Am I Worth Saving?

April 2, 2009

Recently I watched — for the first time in almost two decades — the official video of the Fallbrook High School Class of 1991.

As they say in Minnesota, oof da.

But it got me to thinking.

One of the reasons I didn’t end up a teacher is that I never really liked high school in the first place. Being younger than everybody else probably didn’t help, but for the most part I was the outsider. The oddball. I was the guy you always saw in class but never saw at parties.

True story: Every year after AP tests, if you took a test that morning you were “unofficially” excused from the rest of your classes that day. Senior year, after the (I think) AP European History exam, a number of my classmates went to a party. There was a conspicuous amount of alcohol, and the rumor was that the police had to intervene in at least one case. Now, not everybody went to the party, but almost everybody knew about it. That afternoon, I went by myself to the barbecue place owned by the President of the local chess club where he and I chatted over a chess board and a bowl of teriyaki chicken and rice. I went home.

A few days later, I found out about the party — from my mom. She knew more about my classmates social life than I did, and I saw them every day.

It’s not that I was unfriendly, or that I would have ratted people out if I had known what was going on. I simply didn’t have much to offer. I was young, awkward, not poor but certainly not rich by Fallbrook standards, and known for being “out of the loop.” I didn’t get a drivers license until May of my junior year. I only bought clothes once a year (less often now). I was useful in the band, on the Academic Team, and if somebody needed help with their chemistry homework. But beyond that, there wasn’t much reason for anybody to go out of their way to make sure I was included in what they were doing.

As such, my perspective on the “normal” high school experience was that it was for “other people.” “Other people” play on sports teams. “Other people” hang out with friends on weekends, play in garage bands. “Other people” go to movies, school dances (I was 0-for Homecoming, Christmas, and Prom), and parties. “Other people” have girlfriends.

Not me. I was different. I was the oddball.
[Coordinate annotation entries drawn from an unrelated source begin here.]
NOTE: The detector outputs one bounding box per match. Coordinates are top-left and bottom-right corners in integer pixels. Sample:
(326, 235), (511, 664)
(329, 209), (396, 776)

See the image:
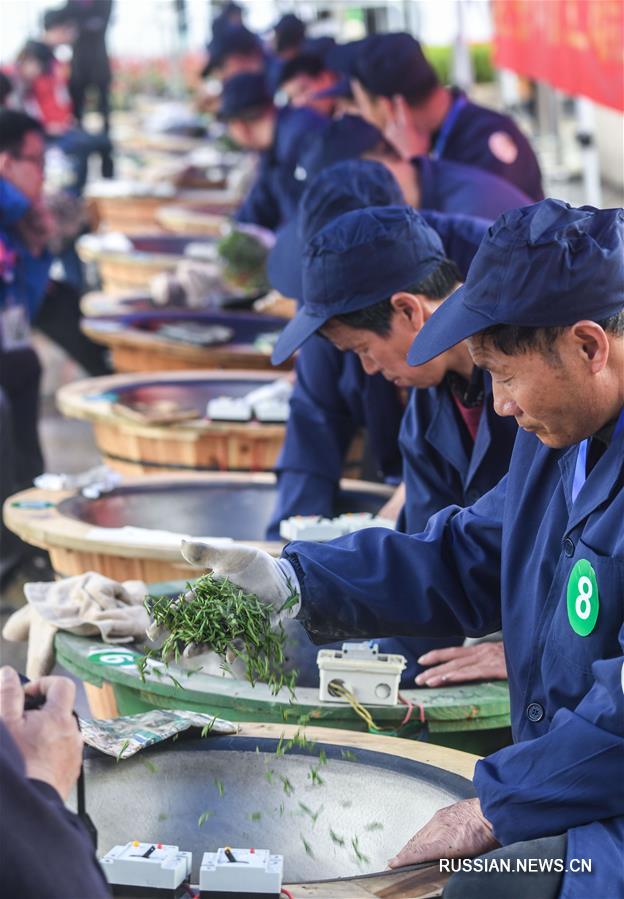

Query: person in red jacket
(13, 40), (113, 195)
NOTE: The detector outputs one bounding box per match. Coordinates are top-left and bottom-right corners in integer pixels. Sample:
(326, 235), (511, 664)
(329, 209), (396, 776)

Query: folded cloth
(2, 571), (149, 680)
(33, 465), (121, 499)
(150, 259), (227, 309)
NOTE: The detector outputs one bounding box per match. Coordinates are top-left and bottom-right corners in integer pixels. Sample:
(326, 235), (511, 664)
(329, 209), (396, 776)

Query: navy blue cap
(325, 38), (367, 76)
(407, 199), (624, 365)
(217, 72), (273, 122)
(273, 12), (306, 53)
(312, 75), (353, 100)
(350, 32), (439, 100)
(271, 206), (446, 365)
(202, 25), (262, 77)
(297, 115), (384, 180)
(267, 159), (404, 301)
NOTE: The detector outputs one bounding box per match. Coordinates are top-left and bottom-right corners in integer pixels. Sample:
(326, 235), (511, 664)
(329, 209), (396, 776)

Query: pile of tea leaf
(217, 228), (269, 292)
(139, 574), (297, 693)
And when it comes to “social networking,” not much has changed in the 18 years since high school. “Other people” get blog comments. “Other people” have Twitter followers and Facebook friends. “Other people” have Super Bowl parties, Memorial Day lake trips, 4th of July barbecues. “Other people” get invited to other “other people’s” dinner parties.

Me? I play Boggle. In Klingon. Solitaire (of course).

Thus, for the outsider John 3:16 creates quite the theological quandary. “For God so loved the world that He gave His Only Begotten Son.” God loved the world. The “normal” thing is for God to love you. God’s gift of grace is for “the world.”

That is, it’s for “other people.”

The “one another” passages only made it worse. “Love one another.” “Bear one another’s burdens.” Be the sort of person that “other” people want to have around. Clearly, I was not that. Worse, I had no idea how to be that, or even where to begin.

If Christianity is the religion of “one another,” then clearly it’s the religion of “other people.” Right?

But where does that leave the oddball? Am I — the outsider, the freak, the mostly-useless, socially inept loner — really worth saving? If “other people” don’t want me around (and, for the record, in large measure they still don’t — imagine being the only guy at the church social function who doesn’t take a pinch when the snuff tin is passed around), isn’t God better off with me elsewhere? Isn’t God’s purpose better served by not having to claim me as one of His Own?

Am I really worth saving? Or is salvation just for “other people?”

As I fell into a depressive funk, John 14:11-13 snapped me back — and hard. Jesus tells His disciples just after the Last Supper, “Believe Me that I am in the Father and the Father is in Me; otherwise believe because of the works themselves. Truly, truly, I say to you, he who believes in Me, the works that I do, he will do also; and greater works than these he will do; because I go to the Father. Whatever you ask in My name, that will I do, so that the Father may be glorified in the Son.”

Now for me, believing came easily. I had long since settled in my mind that the historical facts of Jesus’ death, burial, and resurrection were as the Bible portrayed them. To me, they are beyond doubt. As such, I believe in Jesus, without hesitation. (He and I have exchanged some cross words over the years, but that’s another story for another day.)

But look at what that verse says about people who believe in Jesus. “The works that I do, he will do also; and greater works than these he will do; because I go to the Father.” In God’s mind, there is more to my salvation that just having another wallflower at the heavenly party. God wants to do more with me than just keep me out of hell and score a point against Satan.

God actually wants to have me around.

I am an important part of God’s plan. There are works that God has in store for me that are even greater than some of the things Jesus Himself did. My worth to God is greater than I could possibly imagine. God actually went out of His way to make sure that I was included in what He is up to. And what’s more, He trusts me not to make Him look bad in the process. Jesus Himself has my back. He vouches for me; it is on His word that I am welcomed to the team and freely given what I need to glorify the Father.

In Christ, even the outsider has a way in.